Il y a bien un renouvellement au niveau militant. Et lors des élections européennes de 2019, la participation des jeunes a bondi de 15 %. Cela coïncidait avec le début des marches pour le climat. Pour la première fois, ce sont les jeunes qui ont imposé un thème de campagne sur lequel les candidats devaient se positionner. C’est le témoignage d’une prise de conscience. Les jeunes comprennent aujourd’hui que l’Europe est un acteur à même de répondre aux enjeux qu’ils ont identifiés. Ces élections ont montré que leur mobilisation a de l’influence. De jeunes eurodéputés sont arrivés sur le devant de la scène, qui incarnent les combats portés par les jeunes, même s’ils sont moins nombreux parmi les élus français.

Que peut-on espérer après la crise de la Covid-19 ?

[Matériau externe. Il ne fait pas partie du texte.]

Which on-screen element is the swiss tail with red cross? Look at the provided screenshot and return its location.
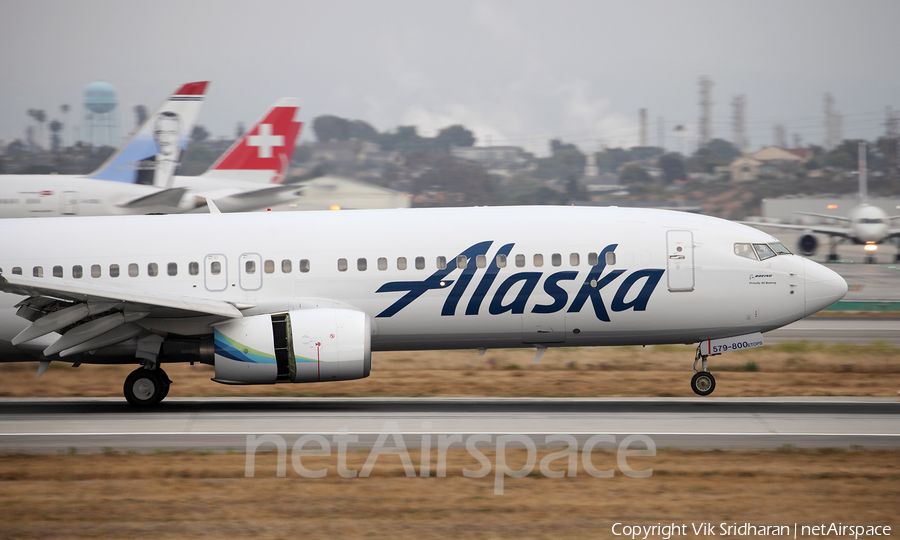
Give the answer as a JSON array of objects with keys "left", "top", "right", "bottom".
[{"left": 203, "top": 98, "right": 302, "bottom": 184}]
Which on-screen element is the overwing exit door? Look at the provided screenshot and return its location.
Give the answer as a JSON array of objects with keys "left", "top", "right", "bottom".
[
  {"left": 203, "top": 254, "right": 228, "bottom": 291},
  {"left": 666, "top": 231, "right": 694, "bottom": 292}
]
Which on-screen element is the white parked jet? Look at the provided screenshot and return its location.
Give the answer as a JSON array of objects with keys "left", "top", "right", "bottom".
[
  {"left": 0, "top": 82, "right": 301, "bottom": 218},
  {"left": 744, "top": 142, "right": 900, "bottom": 263},
  {"left": 0, "top": 207, "right": 847, "bottom": 405}
]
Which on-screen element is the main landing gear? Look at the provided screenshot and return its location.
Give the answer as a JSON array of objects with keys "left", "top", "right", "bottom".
[
  {"left": 125, "top": 366, "right": 172, "bottom": 407},
  {"left": 691, "top": 347, "right": 716, "bottom": 396}
]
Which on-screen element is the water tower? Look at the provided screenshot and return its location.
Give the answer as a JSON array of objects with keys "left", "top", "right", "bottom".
[{"left": 81, "top": 81, "right": 119, "bottom": 146}]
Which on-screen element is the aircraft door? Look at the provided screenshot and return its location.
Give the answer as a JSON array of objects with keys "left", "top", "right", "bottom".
[
  {"left": 238, "top": 253, "right": 262, "bottom": 291},
  {"left": 59, "top": 191, "right": 78, "bottom": 216},
  {"left": 666, "top": 231, "right": 694, "bottom": 292},
  {"left": 204, "top": 254, "right": 228, "bottom": 291}
]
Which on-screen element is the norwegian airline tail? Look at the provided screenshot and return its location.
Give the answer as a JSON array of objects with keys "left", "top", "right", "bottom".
[
  {"left": 201, "top": 98, "right": 302, "bottom": 184},
  {"left": 88, "top": 81, "right": 209, "bottom": 188}
]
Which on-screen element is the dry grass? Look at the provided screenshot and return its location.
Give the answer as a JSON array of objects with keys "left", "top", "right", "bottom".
[
  {"left": 0, "top": 450, "right": 900, "bottom": 540},
  {"left": 0, "top": 342, "right": 900, "bottom": 397}
]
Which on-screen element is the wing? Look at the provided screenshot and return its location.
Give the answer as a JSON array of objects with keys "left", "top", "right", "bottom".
[
  {"left": 0, "top": 275, "right": 248, "bottom": 356},
  {"left": 738, "top": 221, "right": 852, "bottom": 238}
]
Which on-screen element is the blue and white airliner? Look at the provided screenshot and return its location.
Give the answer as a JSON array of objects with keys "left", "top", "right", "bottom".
[{"left": 0, "top": 205, "right": 847, "bottom": 406}]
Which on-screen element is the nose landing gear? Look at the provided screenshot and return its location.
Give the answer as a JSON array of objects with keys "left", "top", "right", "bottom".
[{"left": 691, "top": 347, "right": 716, "bottom": 396}]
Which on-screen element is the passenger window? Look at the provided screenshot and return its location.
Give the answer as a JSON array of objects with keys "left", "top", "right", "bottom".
[
  {"left": 734, "top": 244, "right": 756, "bottom": 261},
  {"left": 769, "top": 242, "right": 793, "bottom": 255},
  {"left": 753, "top": 244, "right": 775, "bottom": 261}
]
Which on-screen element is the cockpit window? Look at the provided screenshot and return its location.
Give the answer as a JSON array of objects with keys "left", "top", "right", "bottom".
[
  {"left": 753, "top": 244, "right": 775, "bottom": 261},
  {"left": 769, "top": 242, "right": 792, "bottom": 255},
  {"left": 734, "top": 244, "right": 756, "bottom": 261}
]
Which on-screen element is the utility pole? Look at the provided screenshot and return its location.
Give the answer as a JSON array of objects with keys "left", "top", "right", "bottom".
[
  {"left": 656, "top": 116, "right": 666, "bottom": 153},
  {"left": 731, "top": 94, "right": 747, "bottom": 152},
  {"left": 699, "top": 75, "right": 713, "bottom": 146},
  {"left": 638, "top": 109, "right": 647, "bottom": 148},
  {"left": 773, "top": 124, "right": 787, "bottom": 148}
]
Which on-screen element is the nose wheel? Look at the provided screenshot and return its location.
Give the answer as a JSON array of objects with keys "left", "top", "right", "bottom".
[
  {"left": 691, "top": 347, "right": 716, "bottom": 396},
  {"left": 691, "top": 371, "right": 716, "bottom": 396},
  {"left": 125, "top": 367, "right": 172, "bottom": 407}
]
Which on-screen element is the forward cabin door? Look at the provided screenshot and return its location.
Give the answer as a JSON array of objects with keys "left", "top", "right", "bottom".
[
  {"left": 59, "top": 191, "right": 78, "bottom": 216},
  {"left": 666, "top": 231, "right": 694, "bottom": 292}
]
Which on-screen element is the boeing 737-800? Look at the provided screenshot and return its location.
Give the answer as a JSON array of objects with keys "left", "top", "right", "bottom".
[
  {"left": 0, "top": 206, "right": 847, "bottom": 405},
  {"left": 0, "top": 82, "right": 301, "bottom": 218}
]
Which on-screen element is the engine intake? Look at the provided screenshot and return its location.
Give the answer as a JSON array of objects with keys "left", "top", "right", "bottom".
[{"left": 213, "top": 309, "right": 372, "bottom": 384}]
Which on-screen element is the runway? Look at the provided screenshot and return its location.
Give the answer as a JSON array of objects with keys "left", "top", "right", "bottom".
[
  {"left": 763, "top": 317, "right": 900, "bottom": 345},
  {"left": 0, "top": 398, "right": 900, "bottom": 453}
]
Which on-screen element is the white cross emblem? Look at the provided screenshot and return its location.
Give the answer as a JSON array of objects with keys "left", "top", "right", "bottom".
[{"left": 247, "top": 124, "right": 284, "bottom": 157}]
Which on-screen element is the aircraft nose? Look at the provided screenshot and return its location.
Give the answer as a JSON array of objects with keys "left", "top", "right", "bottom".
[{"left": 803, "top": 259, "right": 847, "bottom": 316}]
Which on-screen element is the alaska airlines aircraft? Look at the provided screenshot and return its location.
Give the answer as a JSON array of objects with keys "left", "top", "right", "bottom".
[
  {"left": 0, "top": 206, "right": 847, "bottom": 405},
  {"left": 0, "top": 82, "right": 301, "bottom": 218},
  {"left": 744, "top": 142, "right": 900, "bottom": 263}
]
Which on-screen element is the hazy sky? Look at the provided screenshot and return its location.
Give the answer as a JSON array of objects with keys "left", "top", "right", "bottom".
[{"left": 0, "top": 0, "right": 900, "bottom": 152}]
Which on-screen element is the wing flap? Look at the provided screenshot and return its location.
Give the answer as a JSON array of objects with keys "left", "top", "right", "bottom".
[{"left": 0, "top": 275, "right": 242, "bottom": 319}]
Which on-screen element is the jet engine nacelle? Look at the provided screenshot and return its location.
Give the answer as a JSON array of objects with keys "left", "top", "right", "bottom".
[
  {"left": 213, "top": 309, "right": 372, "bottom": 384},
  {"left": 797, "top": 233, "right": 819, "bottom": 257}
]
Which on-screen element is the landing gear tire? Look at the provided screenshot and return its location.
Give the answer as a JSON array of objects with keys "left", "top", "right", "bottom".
[
  {"left": 125, "top": 367, "right": 169, "bottom": 407},
  {"left": 691, "top": 371, "right": 716, "bottom": 396},
  {"left": 156, "top": 367, "right": 172, "bottom": 401}
]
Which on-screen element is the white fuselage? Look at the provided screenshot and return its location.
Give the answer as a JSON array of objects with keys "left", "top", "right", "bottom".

Cette crise a révélé les dysfonctionnements de l’Union européenne. La fermeture des frontières est un gros échec. Ne pas pouvoir circuler entre Strasbourg et Kehl n’a aucun sens. Je regrette cette décision lunaire de l’Allemagne de couper un bassin de vie. On a aussi constaté les manques de l’Europe de la santé. Tout cela a montré que les frontières existent encore et que la solidarité est toujours au bon vouloir des États. Certes l’Allemagne a accueilli des patients français, mais cela ne devrait pas relever de l’exceptionnel. Toutefois au-delà de cette déception, cette crise est une occasion d’explorer d’autres projets qu’on peut avoir en commun. Elle a déjà levé des tabous, comme l’acceptation d’une dette commune de l’UE pour financer les investissements européens. Cette crise permet de préparer l’avenir. La conférence sur l’avenir de l’Europe devait s’ouvrir en 2020 pour deux ans. J’espère que le projet reste toujours ambitieux et qu’il permettra d’ouvrir le débat sur l’Europe d’après. Ce sera l’opportunité pour les citoyens de faire entendre leurs voix en dehors des rendez-vous électoraux.